Deloitte’s table extraction tool: TableMiner
Deloitte’s table extraction tool “TableMiner” reproduces tables from unstructured (pdf) documents into spreadsheets, taking all-too-common dirty work out of daily life of the analyst.
Sound analysis is based on data… generally, the more, the better. Modern organizations increasingly rely on machines to analyze large volumes of data. This data must be structured, i.e. in the form of tables and databases that can be programmatically queried. The data age has ushered in widespread availability of structured data. Often, but not always. Some data remains “unstructured” – buried within narrative of reports, or inserted as tables within published (digital) documents. The data may be available, yet it is not easily accessible for machine-enabled analysis.
The ubiquitous Portable Document Format (PDF) guarantees formatting consistency and in a generally compact filesize. It is also notoriously unhelpful to those seeking to extract tabular data from its contents. This difficulty lies in the fundamental design of PDFs to be easy on the eyes. Unlike other formats (MS or other Office formats), which store tabular data explicitly as embedded tables, PDFs store tables and text as vector graphics.
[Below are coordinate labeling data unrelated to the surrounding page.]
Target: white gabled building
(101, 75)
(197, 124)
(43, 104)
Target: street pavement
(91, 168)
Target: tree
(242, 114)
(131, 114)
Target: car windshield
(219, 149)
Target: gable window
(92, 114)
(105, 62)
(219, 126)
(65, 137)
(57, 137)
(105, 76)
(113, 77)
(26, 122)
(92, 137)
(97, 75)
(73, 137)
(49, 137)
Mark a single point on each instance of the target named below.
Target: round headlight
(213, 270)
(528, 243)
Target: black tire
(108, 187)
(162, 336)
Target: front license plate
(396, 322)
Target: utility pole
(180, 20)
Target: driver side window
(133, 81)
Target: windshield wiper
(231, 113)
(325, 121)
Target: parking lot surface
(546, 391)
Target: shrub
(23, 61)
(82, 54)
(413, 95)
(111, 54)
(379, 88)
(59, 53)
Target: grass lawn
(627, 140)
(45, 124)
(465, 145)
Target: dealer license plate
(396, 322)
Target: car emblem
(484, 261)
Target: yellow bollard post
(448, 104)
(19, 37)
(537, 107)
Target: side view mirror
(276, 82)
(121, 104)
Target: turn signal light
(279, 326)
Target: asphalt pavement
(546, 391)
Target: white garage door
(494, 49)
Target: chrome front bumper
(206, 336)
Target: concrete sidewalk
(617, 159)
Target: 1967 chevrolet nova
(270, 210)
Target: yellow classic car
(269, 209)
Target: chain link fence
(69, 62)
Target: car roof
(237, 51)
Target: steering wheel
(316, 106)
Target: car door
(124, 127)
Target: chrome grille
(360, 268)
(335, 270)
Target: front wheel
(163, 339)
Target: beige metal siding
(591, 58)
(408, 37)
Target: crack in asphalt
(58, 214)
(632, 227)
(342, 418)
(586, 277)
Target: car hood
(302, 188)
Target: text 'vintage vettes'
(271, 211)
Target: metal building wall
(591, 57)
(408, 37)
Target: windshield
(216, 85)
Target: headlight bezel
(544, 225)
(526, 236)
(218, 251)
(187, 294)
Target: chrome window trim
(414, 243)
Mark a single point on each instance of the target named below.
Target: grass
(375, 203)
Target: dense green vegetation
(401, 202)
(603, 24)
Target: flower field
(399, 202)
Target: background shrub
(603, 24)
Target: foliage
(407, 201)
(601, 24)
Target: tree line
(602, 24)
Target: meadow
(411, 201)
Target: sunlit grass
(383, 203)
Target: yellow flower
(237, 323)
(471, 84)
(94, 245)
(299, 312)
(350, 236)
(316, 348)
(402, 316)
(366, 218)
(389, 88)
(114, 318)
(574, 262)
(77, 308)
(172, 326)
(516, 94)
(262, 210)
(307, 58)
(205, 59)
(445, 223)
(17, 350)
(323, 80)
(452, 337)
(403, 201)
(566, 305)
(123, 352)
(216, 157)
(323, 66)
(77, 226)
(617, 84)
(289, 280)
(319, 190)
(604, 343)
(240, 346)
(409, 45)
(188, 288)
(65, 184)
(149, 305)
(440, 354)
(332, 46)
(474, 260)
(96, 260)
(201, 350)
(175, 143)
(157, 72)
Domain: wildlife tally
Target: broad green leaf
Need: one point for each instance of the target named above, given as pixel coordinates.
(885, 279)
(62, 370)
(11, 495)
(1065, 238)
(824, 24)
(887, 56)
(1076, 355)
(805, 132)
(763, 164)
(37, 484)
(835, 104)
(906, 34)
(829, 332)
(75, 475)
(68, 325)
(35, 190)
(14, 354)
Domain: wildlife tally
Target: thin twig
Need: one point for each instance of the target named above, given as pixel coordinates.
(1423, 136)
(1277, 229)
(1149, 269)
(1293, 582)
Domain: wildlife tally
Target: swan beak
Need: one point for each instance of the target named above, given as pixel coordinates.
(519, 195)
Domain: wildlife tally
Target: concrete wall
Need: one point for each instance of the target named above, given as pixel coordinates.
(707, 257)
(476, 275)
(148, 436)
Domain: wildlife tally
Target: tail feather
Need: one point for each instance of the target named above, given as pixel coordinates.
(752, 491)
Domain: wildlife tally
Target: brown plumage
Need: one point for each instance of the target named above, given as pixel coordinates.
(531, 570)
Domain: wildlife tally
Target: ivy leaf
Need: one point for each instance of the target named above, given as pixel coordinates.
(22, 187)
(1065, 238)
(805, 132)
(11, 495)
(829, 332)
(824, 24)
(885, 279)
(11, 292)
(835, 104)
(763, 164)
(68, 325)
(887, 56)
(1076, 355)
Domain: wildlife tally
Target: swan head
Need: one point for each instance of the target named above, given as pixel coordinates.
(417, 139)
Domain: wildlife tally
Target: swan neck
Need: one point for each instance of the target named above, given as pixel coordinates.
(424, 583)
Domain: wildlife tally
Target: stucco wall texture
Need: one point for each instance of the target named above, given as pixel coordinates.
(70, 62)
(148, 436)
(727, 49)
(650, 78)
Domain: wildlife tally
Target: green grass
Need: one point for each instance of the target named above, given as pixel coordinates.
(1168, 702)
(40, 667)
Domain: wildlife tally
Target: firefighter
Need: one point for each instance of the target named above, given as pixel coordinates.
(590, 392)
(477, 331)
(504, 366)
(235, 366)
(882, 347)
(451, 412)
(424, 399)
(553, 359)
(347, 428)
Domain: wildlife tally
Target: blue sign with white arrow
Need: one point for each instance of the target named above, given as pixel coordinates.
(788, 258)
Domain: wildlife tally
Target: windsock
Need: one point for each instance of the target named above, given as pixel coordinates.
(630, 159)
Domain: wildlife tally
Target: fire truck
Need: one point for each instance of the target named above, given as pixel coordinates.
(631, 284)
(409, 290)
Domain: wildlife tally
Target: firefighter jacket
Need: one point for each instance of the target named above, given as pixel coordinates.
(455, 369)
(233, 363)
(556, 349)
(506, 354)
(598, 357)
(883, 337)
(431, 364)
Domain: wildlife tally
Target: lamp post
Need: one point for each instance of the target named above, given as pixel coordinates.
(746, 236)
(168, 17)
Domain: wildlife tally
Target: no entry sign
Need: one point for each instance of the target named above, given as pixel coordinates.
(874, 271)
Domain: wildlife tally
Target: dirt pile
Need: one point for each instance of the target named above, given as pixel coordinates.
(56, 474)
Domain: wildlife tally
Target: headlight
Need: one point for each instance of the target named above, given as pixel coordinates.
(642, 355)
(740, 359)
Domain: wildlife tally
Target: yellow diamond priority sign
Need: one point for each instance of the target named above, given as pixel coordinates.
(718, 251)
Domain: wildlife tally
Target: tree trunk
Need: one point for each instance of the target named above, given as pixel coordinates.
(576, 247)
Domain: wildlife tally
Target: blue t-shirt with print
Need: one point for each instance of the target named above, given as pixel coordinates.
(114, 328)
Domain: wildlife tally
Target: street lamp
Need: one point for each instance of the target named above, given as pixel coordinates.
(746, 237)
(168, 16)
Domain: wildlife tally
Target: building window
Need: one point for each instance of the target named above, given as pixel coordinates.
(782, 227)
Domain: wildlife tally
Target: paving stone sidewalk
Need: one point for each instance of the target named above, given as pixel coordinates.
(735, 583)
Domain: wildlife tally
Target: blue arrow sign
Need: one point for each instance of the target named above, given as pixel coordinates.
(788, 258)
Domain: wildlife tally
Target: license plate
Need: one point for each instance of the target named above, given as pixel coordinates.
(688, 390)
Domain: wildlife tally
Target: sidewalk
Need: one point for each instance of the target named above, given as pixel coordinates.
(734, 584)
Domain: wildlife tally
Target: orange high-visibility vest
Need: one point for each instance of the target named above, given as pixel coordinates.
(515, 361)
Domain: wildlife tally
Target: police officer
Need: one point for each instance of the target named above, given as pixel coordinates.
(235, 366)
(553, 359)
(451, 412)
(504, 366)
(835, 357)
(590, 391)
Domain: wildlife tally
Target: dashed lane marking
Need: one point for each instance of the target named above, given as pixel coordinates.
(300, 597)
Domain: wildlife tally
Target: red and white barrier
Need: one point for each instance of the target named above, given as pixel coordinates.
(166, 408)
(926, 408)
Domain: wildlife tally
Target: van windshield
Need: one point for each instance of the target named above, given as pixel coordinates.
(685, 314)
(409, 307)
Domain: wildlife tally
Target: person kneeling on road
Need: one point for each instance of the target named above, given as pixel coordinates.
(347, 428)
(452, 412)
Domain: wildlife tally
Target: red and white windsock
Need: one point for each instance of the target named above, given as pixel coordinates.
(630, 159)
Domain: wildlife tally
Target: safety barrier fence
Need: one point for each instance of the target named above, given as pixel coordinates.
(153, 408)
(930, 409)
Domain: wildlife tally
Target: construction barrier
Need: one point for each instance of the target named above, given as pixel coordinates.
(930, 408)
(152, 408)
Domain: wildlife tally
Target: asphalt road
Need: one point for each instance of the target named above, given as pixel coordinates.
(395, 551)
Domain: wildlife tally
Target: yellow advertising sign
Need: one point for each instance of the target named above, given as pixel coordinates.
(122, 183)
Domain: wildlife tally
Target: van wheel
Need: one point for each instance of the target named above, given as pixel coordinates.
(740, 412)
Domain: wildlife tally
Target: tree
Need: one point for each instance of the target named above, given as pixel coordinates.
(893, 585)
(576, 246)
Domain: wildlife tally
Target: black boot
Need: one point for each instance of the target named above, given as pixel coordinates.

Converting content to graphics preserves formatting at the cost of removing context: any formatting and structure is lost when copying and pasting text out of a PDF document. Already a problem with e-documents (Office documents) saved as PDFs, scans saved as PDFs without embedded OCR (optical character recognition) are even more unwieldy.
The result: analysts are left with few options other than to manually transfer data to editable formats (spreadsheets) – a labor intensive and error-prone process. This binds qualified resources to menial tasks, representing a costly productivity drain, inviting fatigue-related manual errors, and leaving less time for value-added analytical work.